Background screen recording + system audio capture desktop app with LiveKit WebRTC integration. Built with Electron, TypeScript, and a native Swift sidecar for macOS accessibility APIs.
- Screen + system audio capture via ScreenCaptureKit (macOS 13+), no virtual audio driver needed
- LiveKit WebRTC publishing — publish/unpublish screen share tracks without interrupting local recording
- Gapless segment rotation — dual overlapping MediaRecorder instances for seamless 5-minute WebM chunks
- Swift accessibility sidecar — real-time a11y tree traversal with 13 app-specific parsers (Chrome, Slack, Zoom, etc.)

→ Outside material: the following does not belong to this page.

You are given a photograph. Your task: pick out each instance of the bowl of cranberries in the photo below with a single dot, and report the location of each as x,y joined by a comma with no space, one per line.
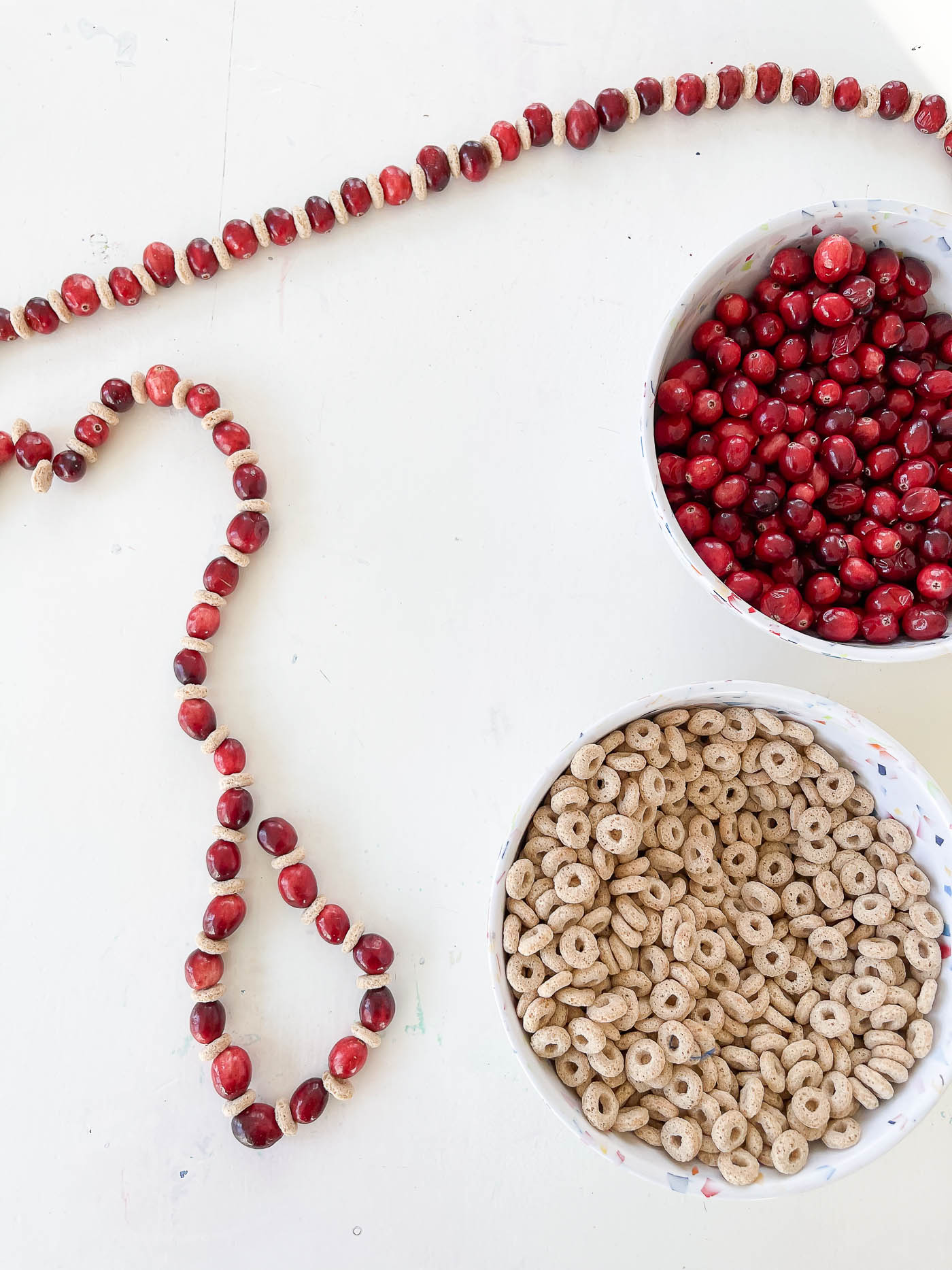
798,429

- Menu bar app — system tray UI with 3-state icons, no Dock presence
- 75 tests covering capture, recording, LiveKit, tray, sidecar crash recovery, and shutdown ordering
┌─────────────────────────────────────────────────────┐
│ Electron App │
│ │
│ Main Process │
│ ├── Tray (system tray menu, 3 states) │
│ ├── SidecarManager (spawn/restart Swift binary) │
│ ├── IPC handlers (file I/O, state relay) │
│ └── App lifecycle (flags, permissions, shutdown) │
│ │
│ Renderer Process (hidden window) │
│ ├── capture.ts (getDisplayMedia) │
│ ├── recorder.ts (MediaRecorder + segmentation) │
│ ├── livekit.ts (room + track publish) │
│ └── renderer.ts (orchestrator) │
│ │
│ Preload (contextBridge IPC) │
└──────────────┬──────────────────────────────────────┘
│ spawns
v
┌──────────────────────────────────────────────────────┐
│ Swift Sidecar (observer-sidecar) │
│ ├── A11y APIs (AXUIElement) │
│ ├── 13 app parsers (Chrome, Slack, Zoom, etc.) │
│ ├── HashStore (dedupe) │
│ ├── SnapshotCapture (diff) │
│ └── stdout: JSON Lines │
└──────────────────────────────────────────────────────┘
All user interaction via system tray context menu (no visible window). The renderer owns MediaStream/MediaRecorder/livekit-client (browser context required). The sidecar communicates via stdio (JSON Lines on stdout).
| Decision | Choice | Rationale |
|---|---|---|
| Screen capture | setDisplayMediaRequestHandler with useSystemPicker: false |
Auto-grants without picker dialog after initial OS permission |
| System audio | audio: 'loopback' + Chromium flags |
Native macOS 13+ ScreenCaptureKit, no third-party driver needed |
| Video format | WebM (VP8 + Opus) | MediaRecorder limitation — VP8 is more reliable than VP9 across Electron builds |
| Segment rotation | Dual overlapping MediaRecorder instances | Single stop/start has frame drops; two alternating recorders produce seamless segments |
| Duration fix | fix-webm-duration |
Chromium bug: MediaRecorder writes WebM without duration metadata |
| Sidecar protocol | stdio JSON Lines | Simpler lifecycle than HTTP/WebSocket, no port conflicts |
| LiveKit context | Data channel (publishData) |
Separate from media tracks, structured JSON, chunked for >15KB |
| Dock hiding | app.dock.hide() + type: 'panel' + LSUIElement |
Prevents dock icon reappearing when BrowserWindow interacts |
- Node.js 18+
- macOS 14+ (for ScreenCaptureKit audio)
- Xcode Command Line Tools (for Swift sidecar build)
The sidecar is a Swift executable in sidecar-swift/ that uses macOS Accessibility APIs to observe the frontmost app.
cd sidecar-swift
swift build --product caret-sidecar
mkdir -p ../sidecar-bin
cp .build/debug/caret-sidecar ../sidecar-bin/observer-sidecarnpm install
npm startSet environment variables before starting:
export LIVEKIT_URL=ws://localhost:7880
export LIVEKIT_TOKEN=<your-access-token>
npm startOr use LiveKit's Meet app to generate a token for testing.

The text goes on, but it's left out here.